Kommentar zum EuGH-Urteil zu Google

Brüssel - Das Internet vergisst nichts. Diesen Spruch hat sich die EU-Kommission lange genug anhören müssen, seitdem sie das „Recht auf Vergessen“ eingefordert hat. Nun bekam sie Schützenhilfe vom Europäischen Gerichtshof. Von Detlef Drewes

Doch ob mit diesem Urteil tatsächlich ein neues Zeitalter eingeläutet wird, muss sich erst noch herausstellen. Zu viele praktische Fragen sind ungeklärt. Viele technische auch. Dem Regime der EU sind bislang nur die in Europa niedergelassenen Konzerne unterworfen. Ob die entsprechenden Links und damit auch die Inhalte, die man eigentlich weghaben will, weiter erreichbar sind (beispielsweise über die Nicht-EU-Filialen der Suchmaschinenbetreiber), wird man erst noch sehen müssen. Hinzu kommt, dass die Sperrungen lediglich die Verweise auf löschenswerte Beiträge betreffen, nicht aber die Texte oder Bilder selbst. Die EU wird noch viel zu tun haben, um die Konsequenzen aus dem Urteil in den Griff zu bekommen. Denn das wird nötig sein, um das Anliegen des Gerichtshofes umzusetzen: Er fordert den unbedingten Schutz der Privatsphäre sowie der persönlichen Informationen, über die alleine der Betroffene selbst entscheiden kann und darf. Bis dahin ist es allerdings noch ein weiter Weg.

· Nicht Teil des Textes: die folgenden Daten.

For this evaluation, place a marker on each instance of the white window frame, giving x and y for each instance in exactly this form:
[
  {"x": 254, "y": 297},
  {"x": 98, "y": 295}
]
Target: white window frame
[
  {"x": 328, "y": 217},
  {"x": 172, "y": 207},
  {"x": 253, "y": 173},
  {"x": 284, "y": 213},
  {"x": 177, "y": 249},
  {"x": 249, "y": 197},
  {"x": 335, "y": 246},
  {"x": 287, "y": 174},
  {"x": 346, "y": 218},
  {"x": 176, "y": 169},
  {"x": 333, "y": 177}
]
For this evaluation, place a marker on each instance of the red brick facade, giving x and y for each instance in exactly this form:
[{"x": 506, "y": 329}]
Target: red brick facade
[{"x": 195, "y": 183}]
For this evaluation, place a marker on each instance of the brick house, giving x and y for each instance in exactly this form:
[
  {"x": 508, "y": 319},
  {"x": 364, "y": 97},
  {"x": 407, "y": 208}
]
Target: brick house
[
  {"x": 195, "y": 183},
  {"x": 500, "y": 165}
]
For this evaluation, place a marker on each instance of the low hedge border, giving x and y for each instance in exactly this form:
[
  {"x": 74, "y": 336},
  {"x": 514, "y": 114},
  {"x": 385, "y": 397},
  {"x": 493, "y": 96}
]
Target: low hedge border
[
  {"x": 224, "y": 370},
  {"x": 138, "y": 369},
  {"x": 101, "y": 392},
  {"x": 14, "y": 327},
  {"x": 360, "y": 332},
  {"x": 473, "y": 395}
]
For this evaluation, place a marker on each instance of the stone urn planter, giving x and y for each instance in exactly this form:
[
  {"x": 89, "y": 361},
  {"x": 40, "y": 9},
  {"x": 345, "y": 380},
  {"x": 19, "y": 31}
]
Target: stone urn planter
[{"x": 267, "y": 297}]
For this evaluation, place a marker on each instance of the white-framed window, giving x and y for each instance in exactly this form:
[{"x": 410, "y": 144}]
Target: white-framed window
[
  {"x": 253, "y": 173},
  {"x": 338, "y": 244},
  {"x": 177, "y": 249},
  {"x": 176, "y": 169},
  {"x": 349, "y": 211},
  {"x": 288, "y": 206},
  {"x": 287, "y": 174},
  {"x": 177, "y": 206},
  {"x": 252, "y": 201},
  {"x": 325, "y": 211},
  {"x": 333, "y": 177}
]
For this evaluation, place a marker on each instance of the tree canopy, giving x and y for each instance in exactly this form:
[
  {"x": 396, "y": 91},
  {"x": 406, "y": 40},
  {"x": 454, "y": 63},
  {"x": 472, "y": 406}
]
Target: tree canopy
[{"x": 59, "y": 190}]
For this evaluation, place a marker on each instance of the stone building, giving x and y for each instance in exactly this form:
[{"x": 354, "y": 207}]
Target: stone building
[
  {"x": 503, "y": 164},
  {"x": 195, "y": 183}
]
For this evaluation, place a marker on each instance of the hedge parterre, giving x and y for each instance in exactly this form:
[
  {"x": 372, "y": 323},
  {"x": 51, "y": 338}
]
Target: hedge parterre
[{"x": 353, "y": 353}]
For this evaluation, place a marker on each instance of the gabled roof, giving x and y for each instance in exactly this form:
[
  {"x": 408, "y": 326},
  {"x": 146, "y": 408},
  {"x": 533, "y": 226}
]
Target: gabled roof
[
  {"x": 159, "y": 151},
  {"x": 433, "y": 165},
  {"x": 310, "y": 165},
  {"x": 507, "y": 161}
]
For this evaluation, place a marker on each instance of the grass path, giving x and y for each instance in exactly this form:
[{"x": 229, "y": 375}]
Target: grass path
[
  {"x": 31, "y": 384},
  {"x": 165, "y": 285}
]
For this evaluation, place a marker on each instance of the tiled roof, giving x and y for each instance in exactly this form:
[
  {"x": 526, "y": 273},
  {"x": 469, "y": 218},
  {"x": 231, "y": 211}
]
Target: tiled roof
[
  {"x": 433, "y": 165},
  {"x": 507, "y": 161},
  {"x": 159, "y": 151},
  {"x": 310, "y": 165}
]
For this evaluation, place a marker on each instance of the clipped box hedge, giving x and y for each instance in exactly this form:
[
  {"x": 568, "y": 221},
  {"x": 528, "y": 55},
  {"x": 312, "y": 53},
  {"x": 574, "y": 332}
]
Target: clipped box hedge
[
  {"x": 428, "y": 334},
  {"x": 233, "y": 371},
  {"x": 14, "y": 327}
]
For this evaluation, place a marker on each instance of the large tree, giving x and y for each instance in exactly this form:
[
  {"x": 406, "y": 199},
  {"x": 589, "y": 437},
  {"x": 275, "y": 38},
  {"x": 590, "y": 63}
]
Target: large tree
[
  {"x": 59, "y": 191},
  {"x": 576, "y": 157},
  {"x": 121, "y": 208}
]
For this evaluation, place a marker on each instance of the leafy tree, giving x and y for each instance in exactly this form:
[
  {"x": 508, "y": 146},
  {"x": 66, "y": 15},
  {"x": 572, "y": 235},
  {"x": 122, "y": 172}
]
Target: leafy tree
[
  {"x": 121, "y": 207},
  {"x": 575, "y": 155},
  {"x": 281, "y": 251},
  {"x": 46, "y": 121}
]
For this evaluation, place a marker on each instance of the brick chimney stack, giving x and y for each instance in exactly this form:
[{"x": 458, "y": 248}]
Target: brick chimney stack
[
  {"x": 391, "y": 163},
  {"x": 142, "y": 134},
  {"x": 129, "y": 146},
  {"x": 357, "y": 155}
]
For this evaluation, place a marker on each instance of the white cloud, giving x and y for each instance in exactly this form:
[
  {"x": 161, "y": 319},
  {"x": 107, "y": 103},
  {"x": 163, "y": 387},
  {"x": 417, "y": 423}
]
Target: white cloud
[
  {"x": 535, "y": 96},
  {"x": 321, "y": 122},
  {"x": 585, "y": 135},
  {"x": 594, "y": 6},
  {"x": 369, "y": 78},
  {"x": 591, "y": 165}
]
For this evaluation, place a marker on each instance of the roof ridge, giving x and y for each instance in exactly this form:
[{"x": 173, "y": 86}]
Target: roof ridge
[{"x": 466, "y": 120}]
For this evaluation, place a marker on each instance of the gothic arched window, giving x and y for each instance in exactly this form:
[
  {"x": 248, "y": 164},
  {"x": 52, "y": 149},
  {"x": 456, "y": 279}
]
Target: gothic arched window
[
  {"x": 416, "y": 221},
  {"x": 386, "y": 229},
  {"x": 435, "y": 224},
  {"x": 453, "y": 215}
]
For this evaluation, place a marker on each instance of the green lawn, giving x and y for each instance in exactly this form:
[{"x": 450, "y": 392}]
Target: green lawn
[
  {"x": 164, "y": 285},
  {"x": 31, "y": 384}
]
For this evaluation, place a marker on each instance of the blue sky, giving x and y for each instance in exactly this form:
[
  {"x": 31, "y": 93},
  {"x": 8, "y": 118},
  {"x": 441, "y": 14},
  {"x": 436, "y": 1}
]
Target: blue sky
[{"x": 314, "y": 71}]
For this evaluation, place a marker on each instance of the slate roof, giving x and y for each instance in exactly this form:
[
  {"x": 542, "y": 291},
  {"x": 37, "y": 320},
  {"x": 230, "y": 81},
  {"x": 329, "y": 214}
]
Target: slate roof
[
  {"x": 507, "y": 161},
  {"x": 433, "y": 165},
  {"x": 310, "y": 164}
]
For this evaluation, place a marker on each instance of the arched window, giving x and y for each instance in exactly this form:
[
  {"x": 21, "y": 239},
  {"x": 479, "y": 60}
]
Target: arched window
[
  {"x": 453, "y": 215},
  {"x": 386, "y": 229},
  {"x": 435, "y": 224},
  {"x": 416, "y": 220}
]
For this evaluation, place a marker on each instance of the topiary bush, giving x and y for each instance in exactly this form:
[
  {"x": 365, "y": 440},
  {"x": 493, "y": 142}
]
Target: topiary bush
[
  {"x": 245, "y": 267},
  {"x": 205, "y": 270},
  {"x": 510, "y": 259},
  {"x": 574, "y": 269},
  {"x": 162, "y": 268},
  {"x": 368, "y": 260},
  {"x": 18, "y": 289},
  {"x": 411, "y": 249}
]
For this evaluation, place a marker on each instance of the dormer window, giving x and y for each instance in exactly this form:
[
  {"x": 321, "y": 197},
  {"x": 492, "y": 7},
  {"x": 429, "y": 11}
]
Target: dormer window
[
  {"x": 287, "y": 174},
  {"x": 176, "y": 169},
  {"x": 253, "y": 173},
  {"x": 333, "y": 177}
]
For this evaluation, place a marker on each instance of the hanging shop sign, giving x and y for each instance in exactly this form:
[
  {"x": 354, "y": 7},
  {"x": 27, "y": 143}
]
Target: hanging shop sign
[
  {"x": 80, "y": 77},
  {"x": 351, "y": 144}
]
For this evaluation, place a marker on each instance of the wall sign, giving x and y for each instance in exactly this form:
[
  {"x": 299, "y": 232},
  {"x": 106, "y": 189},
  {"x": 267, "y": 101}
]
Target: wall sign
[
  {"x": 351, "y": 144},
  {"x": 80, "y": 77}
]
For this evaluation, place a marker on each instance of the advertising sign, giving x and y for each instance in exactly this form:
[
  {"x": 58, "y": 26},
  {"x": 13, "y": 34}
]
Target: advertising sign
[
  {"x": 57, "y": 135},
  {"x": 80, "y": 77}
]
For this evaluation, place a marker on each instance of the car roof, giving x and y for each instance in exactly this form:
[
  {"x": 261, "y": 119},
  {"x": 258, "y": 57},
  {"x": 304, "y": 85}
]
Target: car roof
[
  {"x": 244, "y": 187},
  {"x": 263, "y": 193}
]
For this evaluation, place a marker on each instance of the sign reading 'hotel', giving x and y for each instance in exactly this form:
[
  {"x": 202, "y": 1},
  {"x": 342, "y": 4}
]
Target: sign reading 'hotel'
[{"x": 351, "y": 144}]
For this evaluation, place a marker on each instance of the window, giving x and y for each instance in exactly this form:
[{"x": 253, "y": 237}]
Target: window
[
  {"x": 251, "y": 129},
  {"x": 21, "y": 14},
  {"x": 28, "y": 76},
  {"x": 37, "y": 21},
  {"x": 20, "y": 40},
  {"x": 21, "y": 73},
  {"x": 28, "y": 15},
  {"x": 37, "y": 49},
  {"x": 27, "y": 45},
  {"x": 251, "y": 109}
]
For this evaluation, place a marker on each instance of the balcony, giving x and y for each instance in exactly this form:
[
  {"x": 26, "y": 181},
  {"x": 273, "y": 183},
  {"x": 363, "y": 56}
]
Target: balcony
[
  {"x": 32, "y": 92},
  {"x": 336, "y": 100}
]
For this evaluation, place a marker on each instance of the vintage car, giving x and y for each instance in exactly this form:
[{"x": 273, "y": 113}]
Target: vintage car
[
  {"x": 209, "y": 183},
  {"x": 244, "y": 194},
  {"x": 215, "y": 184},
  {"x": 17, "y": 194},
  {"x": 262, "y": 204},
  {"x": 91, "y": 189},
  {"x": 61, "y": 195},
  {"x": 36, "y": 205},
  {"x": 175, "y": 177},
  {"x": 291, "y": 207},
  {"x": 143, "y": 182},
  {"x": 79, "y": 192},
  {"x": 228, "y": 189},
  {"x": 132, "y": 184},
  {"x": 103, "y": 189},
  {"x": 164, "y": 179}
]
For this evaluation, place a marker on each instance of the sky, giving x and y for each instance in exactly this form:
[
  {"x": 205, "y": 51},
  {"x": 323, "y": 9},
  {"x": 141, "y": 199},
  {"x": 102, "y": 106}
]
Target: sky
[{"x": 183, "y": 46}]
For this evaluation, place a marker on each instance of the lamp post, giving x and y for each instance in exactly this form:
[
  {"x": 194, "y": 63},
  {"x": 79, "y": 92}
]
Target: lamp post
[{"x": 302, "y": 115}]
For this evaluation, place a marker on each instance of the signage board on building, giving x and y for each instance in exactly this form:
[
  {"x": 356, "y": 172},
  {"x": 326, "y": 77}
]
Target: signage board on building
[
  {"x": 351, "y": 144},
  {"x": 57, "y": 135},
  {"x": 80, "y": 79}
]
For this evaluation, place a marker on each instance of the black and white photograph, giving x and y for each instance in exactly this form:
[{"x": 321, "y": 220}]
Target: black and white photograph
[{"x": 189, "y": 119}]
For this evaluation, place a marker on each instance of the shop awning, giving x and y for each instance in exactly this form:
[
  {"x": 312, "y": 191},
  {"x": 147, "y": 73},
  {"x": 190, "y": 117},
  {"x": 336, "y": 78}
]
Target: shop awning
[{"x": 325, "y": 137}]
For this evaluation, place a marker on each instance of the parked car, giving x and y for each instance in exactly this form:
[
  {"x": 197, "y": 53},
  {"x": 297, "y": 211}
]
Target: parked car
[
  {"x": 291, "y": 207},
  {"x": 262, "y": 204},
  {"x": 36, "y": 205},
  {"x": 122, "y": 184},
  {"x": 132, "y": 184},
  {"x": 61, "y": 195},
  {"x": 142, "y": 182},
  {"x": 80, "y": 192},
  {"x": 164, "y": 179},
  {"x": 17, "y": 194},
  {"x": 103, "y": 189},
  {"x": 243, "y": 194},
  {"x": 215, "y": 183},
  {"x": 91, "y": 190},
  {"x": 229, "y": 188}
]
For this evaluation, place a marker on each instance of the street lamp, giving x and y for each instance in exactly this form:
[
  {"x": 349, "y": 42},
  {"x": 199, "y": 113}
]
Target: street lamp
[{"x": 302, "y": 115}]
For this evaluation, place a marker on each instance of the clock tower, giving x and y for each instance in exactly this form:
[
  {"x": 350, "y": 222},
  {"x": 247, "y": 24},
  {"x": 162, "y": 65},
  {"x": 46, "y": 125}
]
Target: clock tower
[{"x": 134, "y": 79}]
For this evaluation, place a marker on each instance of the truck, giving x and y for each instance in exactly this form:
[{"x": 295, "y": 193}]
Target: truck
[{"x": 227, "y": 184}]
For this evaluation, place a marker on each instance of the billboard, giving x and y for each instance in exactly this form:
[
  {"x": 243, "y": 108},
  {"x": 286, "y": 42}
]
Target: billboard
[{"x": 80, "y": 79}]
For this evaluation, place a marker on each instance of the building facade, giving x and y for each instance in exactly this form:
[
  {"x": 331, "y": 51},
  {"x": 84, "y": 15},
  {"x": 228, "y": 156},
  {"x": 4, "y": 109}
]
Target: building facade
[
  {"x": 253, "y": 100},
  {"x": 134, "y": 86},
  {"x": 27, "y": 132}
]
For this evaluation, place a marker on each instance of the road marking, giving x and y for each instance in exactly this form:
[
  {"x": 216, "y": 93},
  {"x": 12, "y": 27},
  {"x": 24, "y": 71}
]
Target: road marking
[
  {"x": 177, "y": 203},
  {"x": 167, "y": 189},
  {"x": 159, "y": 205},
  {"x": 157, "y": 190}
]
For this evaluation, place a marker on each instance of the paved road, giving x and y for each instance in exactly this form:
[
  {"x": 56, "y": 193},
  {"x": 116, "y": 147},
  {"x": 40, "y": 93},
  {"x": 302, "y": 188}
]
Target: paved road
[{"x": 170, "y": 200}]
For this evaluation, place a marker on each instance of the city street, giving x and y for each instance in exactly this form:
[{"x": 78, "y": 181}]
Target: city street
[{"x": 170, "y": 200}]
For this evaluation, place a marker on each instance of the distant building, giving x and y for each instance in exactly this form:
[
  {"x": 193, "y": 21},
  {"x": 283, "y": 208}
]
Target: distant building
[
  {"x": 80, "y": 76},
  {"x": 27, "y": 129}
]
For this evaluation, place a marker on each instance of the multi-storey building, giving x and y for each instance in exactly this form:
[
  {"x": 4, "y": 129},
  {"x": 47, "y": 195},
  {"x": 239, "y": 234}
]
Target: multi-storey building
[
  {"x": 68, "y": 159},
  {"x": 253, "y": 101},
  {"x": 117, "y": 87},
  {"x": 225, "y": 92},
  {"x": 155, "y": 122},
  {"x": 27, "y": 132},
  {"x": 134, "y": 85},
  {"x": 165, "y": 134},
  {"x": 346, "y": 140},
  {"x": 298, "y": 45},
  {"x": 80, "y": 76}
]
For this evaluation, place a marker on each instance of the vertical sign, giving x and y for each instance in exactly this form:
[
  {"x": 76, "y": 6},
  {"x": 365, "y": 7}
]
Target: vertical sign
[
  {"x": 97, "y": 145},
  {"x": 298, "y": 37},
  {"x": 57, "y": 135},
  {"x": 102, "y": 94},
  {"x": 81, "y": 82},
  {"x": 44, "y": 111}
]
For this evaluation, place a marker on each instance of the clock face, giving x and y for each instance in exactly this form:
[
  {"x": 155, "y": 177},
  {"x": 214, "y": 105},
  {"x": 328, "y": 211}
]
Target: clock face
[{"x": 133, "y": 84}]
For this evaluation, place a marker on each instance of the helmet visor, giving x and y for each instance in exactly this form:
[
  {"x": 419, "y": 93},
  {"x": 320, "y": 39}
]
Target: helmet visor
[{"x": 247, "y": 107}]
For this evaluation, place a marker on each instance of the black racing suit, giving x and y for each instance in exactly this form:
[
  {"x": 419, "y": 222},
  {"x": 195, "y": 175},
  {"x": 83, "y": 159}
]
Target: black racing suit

Das „Recht auf Vergessen“ ist ein Ziel. Das kann aber nur dann erreicht werden, wenn die nun folgenden Regelungen keine europäische Insellösung bleiben. Denn nur wenn es keine Umwege gibt, über die schädigende Inhalte gesperrt werden, verdient das dieses Recht auch wirklich seinen Namen. Dabei werden die Verfechter einer solchen Lösung hinnehmen müssen, dass die Maßnahme nicht zu einer regelrechten Zensur des Netzes ausartet. Das Internet darf nicht zu einem Sammelbecken geschönter Informationen werden, die jeder nach seinem Gutdünken frisieren kann, wie er will. Journalismus - gleichgültig in welchem Medium - darf sich nicht an die Leine legen lassen. Genau darauf würde es hinauslaufen. Dieses Urteil muss umgesetzt werden - von Internet-Konzernen, Politikern, Rechtsexperten und IT-Usern. Sie müssen Grenzen und Freiheiten neu finden und festschreiben. Das „Recht auf Vergessen“ gehört dazu.